17th century
Prune Tart
Prune tarts have always been my favourite. They are traditionally eaten in my hometown of Antwerp on Ash Wednesday, though nobody knows exactly why. I haven’t been able to find out why this is a tradition unique to Antwerp. On Ash Wednesday the shopfronts of the bakeries showcase prune tarts – some open, some with a lattice top. I prefer as little pastry as possible, as the bakeries often use a lot of sugar in their pastry.
This recipe by Gervase Markham instructs the cook to stew the prunes in the oven while they bake bread. I do that too, but rather with a pot of stew bubbling away slowly so that the prunes give off their maximum flavour, and they do have a beautiful flavour; I can only describe it as dark and luxurious. Markham tells us to make templates of all kinds of shapes for the tart pastry. He then instructs us to cut out the shapes in the prepared pastry and pinch the sides up to make a pastry case, which you can bake in advance. After baking you can use the case when you need it and fill them with this thick, rich, gloriously dark prune jam.
Take of the fairest Damask Prunes you can get, and put them in a clean Pipkin, with fair water, Sugar unbruised Cinnamon, and a branch or two of Rosemary, and if you have bread to bake, stew them in the Oven with your bread: if otherwise, stew them on the fire. When they are stewed, then bruise them all to mash in their syrup, and strain them into a clean dish; then boil it over again with Sugar, Cinnamon and Rose-water, till it be as thick as Marmalade: then set it to cool, then make a reasonable tough paste with fine flower, Water, and a little butter, and roll it out very thin: then having patterns of paper cut into divers proportions, as Beasts, Birds, Arms, Knots, Flowers, and such like.
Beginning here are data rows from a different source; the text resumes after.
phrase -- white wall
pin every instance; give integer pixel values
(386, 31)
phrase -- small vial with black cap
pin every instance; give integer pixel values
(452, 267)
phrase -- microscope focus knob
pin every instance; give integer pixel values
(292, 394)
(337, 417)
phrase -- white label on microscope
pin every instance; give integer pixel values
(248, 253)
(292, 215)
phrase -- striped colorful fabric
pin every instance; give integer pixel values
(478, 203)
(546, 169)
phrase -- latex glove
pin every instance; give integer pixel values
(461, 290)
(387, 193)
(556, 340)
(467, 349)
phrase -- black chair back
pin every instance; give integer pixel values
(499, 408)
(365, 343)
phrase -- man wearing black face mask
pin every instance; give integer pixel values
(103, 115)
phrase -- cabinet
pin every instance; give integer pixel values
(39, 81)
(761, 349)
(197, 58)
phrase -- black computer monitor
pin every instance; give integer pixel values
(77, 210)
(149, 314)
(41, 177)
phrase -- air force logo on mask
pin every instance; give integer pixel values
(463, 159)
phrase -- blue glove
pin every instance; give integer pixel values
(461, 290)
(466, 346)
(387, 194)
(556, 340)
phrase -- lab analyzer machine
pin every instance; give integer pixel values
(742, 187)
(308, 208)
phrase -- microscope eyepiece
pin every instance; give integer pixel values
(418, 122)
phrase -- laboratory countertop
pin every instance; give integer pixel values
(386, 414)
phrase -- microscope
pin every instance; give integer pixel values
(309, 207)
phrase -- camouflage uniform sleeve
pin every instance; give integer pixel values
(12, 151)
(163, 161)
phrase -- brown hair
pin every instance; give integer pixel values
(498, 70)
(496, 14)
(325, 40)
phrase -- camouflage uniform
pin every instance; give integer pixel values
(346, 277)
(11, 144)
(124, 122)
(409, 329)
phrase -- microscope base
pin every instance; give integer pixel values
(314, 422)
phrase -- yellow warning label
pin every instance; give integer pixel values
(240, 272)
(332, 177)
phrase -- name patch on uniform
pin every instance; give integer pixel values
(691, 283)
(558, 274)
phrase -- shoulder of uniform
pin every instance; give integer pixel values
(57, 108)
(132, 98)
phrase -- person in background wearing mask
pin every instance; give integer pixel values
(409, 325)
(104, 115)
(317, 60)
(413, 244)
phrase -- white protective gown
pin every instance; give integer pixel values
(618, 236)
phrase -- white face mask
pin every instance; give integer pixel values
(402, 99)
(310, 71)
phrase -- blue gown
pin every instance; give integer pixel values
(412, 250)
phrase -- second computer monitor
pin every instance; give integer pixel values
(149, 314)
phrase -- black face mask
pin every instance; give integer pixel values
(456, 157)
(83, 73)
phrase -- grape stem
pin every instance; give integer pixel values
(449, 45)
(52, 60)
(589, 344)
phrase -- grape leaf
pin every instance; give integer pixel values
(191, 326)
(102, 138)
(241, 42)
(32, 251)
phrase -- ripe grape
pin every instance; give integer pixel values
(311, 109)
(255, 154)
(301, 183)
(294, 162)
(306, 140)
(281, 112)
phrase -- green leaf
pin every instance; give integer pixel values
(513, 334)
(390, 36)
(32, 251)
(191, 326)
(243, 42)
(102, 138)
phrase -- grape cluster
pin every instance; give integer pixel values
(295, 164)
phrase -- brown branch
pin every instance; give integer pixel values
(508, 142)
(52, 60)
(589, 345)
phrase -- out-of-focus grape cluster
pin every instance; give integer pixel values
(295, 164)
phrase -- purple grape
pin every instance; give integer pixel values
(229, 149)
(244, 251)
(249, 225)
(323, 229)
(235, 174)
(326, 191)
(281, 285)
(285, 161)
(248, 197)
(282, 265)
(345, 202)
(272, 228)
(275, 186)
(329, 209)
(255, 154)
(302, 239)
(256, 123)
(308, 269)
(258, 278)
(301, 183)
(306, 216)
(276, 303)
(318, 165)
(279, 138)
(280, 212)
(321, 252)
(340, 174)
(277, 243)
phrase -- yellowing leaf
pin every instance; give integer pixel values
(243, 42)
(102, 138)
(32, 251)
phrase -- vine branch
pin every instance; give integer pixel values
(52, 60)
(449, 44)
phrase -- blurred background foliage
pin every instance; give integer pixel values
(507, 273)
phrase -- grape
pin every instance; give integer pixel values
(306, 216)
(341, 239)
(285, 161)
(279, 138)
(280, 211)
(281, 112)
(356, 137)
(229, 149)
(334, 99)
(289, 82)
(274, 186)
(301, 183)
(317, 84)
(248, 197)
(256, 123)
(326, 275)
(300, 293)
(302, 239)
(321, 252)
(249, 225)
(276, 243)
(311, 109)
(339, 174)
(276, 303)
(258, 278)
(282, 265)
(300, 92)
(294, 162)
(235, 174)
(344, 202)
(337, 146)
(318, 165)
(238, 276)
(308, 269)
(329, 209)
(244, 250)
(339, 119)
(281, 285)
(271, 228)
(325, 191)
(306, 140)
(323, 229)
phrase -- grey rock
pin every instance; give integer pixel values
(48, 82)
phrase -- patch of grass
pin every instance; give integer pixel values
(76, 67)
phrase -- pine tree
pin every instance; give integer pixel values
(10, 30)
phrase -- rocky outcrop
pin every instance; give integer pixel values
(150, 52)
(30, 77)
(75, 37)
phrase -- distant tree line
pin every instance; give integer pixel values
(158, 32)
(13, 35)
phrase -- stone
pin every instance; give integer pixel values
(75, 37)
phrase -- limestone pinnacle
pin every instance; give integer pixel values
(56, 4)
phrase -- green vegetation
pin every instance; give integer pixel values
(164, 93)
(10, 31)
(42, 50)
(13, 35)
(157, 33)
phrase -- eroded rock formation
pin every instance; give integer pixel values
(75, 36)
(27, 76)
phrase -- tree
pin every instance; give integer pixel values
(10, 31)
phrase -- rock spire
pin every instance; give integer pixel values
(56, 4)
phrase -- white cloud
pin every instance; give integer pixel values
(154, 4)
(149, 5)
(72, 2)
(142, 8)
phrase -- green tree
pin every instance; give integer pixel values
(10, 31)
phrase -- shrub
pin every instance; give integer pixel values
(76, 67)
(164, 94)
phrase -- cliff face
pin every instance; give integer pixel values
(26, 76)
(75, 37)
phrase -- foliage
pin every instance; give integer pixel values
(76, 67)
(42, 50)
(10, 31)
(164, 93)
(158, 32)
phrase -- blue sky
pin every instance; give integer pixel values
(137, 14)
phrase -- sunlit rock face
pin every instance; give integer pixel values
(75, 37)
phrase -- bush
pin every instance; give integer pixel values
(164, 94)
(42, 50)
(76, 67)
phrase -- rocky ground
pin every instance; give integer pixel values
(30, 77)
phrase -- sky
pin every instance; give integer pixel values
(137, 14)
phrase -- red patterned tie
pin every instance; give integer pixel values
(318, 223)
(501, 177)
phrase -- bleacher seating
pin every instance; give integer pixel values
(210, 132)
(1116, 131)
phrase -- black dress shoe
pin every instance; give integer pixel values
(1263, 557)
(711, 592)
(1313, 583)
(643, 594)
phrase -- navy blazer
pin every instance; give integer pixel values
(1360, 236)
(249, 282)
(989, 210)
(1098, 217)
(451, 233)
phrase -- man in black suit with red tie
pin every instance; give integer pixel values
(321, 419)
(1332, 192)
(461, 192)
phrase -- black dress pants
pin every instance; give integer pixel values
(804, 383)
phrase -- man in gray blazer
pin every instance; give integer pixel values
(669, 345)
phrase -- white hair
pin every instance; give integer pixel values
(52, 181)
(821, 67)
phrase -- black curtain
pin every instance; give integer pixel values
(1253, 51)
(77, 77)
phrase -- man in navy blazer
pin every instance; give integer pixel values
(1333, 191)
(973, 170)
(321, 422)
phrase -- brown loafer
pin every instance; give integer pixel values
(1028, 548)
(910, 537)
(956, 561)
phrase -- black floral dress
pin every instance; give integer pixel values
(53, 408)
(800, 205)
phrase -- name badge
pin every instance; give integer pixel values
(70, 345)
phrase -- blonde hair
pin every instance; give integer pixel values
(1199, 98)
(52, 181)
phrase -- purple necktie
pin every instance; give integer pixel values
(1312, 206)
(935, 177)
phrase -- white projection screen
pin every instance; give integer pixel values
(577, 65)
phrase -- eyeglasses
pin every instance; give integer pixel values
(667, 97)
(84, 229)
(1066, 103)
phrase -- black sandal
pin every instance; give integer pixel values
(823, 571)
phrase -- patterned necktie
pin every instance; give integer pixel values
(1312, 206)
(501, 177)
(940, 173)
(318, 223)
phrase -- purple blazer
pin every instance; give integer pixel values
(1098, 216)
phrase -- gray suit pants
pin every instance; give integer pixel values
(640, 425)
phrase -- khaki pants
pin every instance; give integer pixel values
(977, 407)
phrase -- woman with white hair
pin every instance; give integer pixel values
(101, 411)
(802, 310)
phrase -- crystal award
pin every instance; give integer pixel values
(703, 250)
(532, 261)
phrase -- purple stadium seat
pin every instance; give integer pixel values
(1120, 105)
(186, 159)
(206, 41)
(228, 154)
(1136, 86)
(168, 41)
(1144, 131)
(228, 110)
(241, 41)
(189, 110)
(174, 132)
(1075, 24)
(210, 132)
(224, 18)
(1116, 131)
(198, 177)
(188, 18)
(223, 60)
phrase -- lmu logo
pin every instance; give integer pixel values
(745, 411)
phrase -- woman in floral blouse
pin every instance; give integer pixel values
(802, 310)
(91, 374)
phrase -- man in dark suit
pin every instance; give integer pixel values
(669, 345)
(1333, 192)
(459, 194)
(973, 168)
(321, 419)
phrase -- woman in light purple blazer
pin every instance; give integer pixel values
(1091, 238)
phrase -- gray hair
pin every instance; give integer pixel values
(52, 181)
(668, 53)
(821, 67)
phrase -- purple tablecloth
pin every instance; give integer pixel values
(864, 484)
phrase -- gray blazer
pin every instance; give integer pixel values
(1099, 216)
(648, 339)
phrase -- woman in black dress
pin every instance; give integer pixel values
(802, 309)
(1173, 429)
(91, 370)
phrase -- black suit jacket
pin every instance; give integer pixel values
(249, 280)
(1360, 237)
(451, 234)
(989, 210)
Lay the patterns on the paste, and so cut them accordingly: then with your fingers pinch up the edges of the paste, and set the work in good proportion: then prick it well all over for rising, and set it on a clean sheet of large Paper, and so set it into the Oven, and bake it hard: then draw it, and set it by to cool: and thus you may do by a whole Oven full at one time, as your occasion of expense is: then against the time of Service come, take of the Confections of Prunes before rehearsed, and with your Knife or a spoon fill the Coffin according to the thickness of the Verge, then strew it over with Caraway Comfits, and prick long Comfits upright in it, and so taking the Paper from the bottom, serve it on a Plate or in a Dish or Charger according to the bigness of the Tart, and at the second course; and this Tart carrieth the colour black.